Building on the powerful analytic and visualization capabilities of the SAS®9 and JMP 7 platforms, the latest release of this comprehensive desktop genomics package also simplifies integration with partner technologies.
“I have been using JMP Genomics since its inception and am continually amazed by the growth in its capacity,” said Dr. Greg Gibson, Professor of Integrative Genomics at the University of Queensland in Brisbane, Australia.
“At a time when data sets are getting ever larger and more complex and the need for flexibility in statistical algorithms increases daily, the JMP team has kept pace and produced a product that is affordable and trustworthy.

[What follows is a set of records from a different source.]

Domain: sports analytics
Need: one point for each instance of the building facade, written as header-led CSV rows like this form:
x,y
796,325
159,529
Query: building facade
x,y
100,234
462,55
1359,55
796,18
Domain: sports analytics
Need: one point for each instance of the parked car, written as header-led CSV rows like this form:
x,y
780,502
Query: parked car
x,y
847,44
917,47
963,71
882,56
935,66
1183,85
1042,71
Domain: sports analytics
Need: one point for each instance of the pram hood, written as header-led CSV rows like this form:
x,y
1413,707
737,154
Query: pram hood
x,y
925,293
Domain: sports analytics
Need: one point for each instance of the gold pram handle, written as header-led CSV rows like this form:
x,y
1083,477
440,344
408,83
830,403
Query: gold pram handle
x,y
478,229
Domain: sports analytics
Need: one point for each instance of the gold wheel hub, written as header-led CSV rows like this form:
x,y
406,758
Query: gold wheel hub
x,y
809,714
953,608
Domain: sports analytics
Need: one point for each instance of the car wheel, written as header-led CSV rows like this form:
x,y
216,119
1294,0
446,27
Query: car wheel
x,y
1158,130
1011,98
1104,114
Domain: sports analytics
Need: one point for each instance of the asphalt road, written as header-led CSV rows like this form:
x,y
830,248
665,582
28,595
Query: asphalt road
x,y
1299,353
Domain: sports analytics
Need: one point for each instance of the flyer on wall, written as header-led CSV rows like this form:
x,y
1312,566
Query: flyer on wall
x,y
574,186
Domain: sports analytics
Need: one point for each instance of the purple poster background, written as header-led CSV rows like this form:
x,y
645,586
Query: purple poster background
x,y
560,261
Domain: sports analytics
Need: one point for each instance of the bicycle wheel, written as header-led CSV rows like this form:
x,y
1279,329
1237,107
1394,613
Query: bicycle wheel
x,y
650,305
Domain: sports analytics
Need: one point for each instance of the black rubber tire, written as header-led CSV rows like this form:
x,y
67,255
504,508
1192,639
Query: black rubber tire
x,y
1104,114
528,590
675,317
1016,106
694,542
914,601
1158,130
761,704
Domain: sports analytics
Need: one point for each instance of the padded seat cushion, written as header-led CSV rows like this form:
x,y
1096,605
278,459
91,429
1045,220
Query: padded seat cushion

We are finding it indispensable.”
Gibson and several of his students have used JMP Genomics in their research projects, including a newly published paper which appeared in the April issue of PLoS Genetics.
JMP Genomics 3.2 includes many new features and enhancements to existing processes. These include:
• New Basic Workflows present simplified interfaces for getting started with typical analysis of genetics, copy number and expression data.
• New support for importing copy number CHP files from Affymetrix Genotyping Console.
• An implementation based on SAS of the popular GCRMA normalization method for expression CEL files.
• Significant enhancements to genetics processes that greatly reduce the time required to filter and analyze genotype data. • Greatly enhanced options for importing expression data from Illumina BeadStudio software.
JMP Genomics delivers to the desktop the graphical and analytic capabilities required by scientists working with large genomics data sets. It provides biologists and biostatisticians with flexible, menu-driven platforms to access, evaluate, analyze and explore data interactively to discover biologically relevant patterns.